The biggest commons escape fund scam saw the 57, year old, MP claim £60,000 and having received £53,000. She was representing Luton South from 2004 to 2008.
Moran became one of the most high profile casualties of the MPs’ expenses scandal after it emerged she claimed £22,500 to remove dry rot on a property in Southampton which was neither in her constituency or near Parliament.
Jurors at Southwark Crown Court in London were unable to return a guilty verdict after it was ruled that Moran, of Ivy Road, St Denys, Southampton, was found unfit to stand trial due to mental health issues, which meant proceedings took place in her absence.
But in a trial of issue, the jury found that she had committed 15 counts of false accounting and six counts of using a false instrument over the claims for parliamentary expenses.
After the jury reached a unanimous verdict on all counts Mr Justice Saunders adjourned the disposal of the case to a later date.
Now Mr Justice Saunders has the options of putting Moran to a supervision order, a hospital order or absolute discharge which would stop any further proceedings against her. All in all Moran is not going to face a criminal conviction.

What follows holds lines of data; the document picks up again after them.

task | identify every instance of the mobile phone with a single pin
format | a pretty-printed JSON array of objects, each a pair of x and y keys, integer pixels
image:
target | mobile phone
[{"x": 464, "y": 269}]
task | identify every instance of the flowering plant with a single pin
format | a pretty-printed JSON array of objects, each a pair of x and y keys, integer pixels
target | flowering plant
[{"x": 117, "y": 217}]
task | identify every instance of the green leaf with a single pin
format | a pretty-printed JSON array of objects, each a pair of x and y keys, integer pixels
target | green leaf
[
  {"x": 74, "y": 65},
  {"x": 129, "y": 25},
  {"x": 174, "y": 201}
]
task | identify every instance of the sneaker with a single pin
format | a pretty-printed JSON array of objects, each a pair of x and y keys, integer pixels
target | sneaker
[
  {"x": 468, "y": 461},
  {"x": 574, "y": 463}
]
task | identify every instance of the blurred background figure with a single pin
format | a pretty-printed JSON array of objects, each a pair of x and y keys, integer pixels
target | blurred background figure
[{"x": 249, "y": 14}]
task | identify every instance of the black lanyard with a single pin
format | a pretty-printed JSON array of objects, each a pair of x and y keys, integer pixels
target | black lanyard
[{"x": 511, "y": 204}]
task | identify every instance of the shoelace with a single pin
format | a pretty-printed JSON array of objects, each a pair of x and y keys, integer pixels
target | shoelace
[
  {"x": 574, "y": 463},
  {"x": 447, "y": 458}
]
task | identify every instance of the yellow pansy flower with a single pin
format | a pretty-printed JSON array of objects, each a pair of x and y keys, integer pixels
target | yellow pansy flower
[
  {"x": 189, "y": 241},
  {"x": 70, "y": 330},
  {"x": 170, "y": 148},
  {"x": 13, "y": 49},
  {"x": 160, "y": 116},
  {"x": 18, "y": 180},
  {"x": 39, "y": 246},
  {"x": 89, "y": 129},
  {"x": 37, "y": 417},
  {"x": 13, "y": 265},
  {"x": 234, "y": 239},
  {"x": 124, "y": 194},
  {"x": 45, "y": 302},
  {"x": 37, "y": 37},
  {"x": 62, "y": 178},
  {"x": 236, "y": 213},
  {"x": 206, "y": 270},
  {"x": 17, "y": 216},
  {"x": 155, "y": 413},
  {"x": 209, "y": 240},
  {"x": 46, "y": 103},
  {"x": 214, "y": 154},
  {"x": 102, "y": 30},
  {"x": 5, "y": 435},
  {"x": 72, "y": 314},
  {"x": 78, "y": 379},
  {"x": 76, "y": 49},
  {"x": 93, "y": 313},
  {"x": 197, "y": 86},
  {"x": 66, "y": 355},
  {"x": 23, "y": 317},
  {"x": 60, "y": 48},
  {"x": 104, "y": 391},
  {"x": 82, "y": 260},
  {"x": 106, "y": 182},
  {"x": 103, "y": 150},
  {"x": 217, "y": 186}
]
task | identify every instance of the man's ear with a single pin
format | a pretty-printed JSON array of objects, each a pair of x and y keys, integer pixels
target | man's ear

Mr Justice Saunders said that Moran was at present being treated by psychiatrists at home and that the treatment would continue.
The total value of the false claims exceeds any other submitted by MPs exposed in the Commons expenses scandal. Last year former Labour minister Elliot Morley was jailed for dishonestly claiming more than £30,000 in parliamentary expenses.

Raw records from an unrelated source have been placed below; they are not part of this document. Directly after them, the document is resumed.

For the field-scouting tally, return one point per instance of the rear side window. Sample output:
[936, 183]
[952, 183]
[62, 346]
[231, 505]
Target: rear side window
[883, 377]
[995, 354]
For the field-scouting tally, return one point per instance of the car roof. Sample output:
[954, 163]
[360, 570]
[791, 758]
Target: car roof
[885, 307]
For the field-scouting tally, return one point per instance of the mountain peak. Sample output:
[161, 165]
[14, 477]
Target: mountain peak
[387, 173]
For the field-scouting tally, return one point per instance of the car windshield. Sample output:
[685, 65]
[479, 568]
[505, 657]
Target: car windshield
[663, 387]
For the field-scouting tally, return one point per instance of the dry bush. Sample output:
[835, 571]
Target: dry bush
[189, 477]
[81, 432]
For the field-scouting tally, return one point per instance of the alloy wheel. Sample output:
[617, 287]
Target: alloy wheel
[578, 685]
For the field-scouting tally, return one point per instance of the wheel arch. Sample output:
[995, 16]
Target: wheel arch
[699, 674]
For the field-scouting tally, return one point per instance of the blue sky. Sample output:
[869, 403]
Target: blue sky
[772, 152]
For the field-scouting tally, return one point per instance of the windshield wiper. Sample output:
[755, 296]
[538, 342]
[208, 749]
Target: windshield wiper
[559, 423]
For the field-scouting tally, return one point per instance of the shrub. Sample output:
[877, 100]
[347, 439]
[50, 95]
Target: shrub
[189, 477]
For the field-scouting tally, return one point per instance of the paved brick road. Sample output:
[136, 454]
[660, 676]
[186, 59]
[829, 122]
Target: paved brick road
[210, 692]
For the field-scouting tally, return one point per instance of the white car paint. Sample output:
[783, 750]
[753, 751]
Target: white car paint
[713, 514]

Moran submitted an invoice for £22,500 in August 2008 which is almost the annual maximum expense allowance for an MP.
She not only flipped by changing her addresses but she also changed invoices so that it looked like the dry rot work had been carried out after naming the Southampton house as her second home.
She had claimed £14,805, for boiler repairs and work on her conservatory in her constituency home in Luton, when it was actually at her house in Southampton, the court heard.
Defending Moran, fraud solicitors, said the case represented ‘a very, very unhappy period for British democracy’.